- Cover of the fourth DVD volume

フルメタル・パニック? ふもっふ (Furumetaru Panikku? Fumoffu)
- Genre: Adventure, science fiction
- Directed by: Yasuhiro Takemoto
- Produced by: Takatoshi Hamano; Shigeaki Tomioka; Tsuneo Takechi; Toshio Hatanaka;
- Written by: Shoji Gatoh; Fumihiko Shimo;
- Music by: Toshihiko Sahashi
- Studio: Kyoto Animation
- Licensed by: Crunchyroll UK: Anime Limited;
- Original network: Fuji TV
- English network: NA: Anime Network, Funimation Channel;
- Original run: August 25, 2003 – November 18, 2003
- Episodes: 12 (17 segments) (List of episodes)

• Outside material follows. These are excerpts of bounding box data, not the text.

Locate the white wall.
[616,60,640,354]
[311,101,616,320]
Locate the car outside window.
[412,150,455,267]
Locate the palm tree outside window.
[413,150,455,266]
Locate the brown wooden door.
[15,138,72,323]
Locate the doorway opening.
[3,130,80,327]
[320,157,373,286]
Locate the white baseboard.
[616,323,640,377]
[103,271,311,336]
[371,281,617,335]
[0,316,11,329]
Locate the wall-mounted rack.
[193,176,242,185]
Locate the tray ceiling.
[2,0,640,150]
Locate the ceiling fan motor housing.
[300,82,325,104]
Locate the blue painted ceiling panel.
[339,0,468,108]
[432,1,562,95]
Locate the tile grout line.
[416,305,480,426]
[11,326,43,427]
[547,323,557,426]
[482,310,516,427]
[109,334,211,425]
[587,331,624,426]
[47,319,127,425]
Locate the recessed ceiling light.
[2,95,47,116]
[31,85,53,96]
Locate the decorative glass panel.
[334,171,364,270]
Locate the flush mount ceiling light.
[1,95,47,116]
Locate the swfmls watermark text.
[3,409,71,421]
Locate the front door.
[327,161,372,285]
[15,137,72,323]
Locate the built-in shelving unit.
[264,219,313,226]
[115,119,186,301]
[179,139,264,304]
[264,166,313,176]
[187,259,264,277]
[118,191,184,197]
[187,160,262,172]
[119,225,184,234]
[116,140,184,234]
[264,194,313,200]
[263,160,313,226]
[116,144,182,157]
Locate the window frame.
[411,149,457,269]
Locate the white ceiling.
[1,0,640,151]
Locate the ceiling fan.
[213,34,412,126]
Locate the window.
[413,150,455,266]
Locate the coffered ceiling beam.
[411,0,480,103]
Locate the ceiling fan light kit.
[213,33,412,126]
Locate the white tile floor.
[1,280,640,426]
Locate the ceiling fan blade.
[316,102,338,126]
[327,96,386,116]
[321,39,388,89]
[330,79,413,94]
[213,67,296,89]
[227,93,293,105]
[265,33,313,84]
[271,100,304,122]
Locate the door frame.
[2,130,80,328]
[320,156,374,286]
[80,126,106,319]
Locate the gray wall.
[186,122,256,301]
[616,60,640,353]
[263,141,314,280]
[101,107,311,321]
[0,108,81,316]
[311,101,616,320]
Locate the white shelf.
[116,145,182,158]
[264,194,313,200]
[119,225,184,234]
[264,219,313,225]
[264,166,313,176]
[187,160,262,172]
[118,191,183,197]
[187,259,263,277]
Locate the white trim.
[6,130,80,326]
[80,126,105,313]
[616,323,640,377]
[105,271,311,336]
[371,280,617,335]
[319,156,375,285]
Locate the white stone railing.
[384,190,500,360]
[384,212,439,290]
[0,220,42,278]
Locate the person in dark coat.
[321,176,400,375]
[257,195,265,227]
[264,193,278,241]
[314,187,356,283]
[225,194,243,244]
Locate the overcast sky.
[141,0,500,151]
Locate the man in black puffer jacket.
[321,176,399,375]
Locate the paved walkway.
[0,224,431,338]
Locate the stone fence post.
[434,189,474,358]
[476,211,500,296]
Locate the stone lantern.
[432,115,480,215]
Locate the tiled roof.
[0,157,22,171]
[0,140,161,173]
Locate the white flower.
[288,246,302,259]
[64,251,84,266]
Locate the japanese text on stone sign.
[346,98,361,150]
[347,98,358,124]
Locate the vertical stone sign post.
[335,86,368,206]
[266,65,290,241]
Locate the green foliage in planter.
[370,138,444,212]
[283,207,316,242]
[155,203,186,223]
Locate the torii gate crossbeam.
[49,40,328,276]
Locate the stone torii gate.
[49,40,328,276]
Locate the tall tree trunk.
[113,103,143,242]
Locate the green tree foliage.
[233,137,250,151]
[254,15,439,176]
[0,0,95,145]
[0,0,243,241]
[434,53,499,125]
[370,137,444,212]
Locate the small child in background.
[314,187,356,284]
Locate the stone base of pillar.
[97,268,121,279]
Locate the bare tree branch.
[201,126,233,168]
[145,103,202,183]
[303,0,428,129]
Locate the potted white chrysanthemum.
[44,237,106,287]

= Full Metal Panic? Fumoffu =

Japanese anime television series

Full Metal Panic? Fumoffu (フルメタル・パニック? ふもっふ, Furumetaru Panikku? Fumoffu) is a spin-off season of Full Metal Panic! by Gonzo. The series takes place between the first and the second season.

Markedly different in tone to the first series, Fumoffu emphasizes the high school romantic comedy aspects of Full Metal Panic! with often crude humor and focuses on the romantic tension between Sousuke Sagara and Kaname Chidori. It frequently parodies itself and anime stereotypes. None of the mecha combat or political intrigue, which characterized much of the original Full Metal Panic!, can be seen in the series. The only reference to the mecha aspect of Full Metal Panic! is the Bonta-kun, which is one of the most prominent parodies in the anime.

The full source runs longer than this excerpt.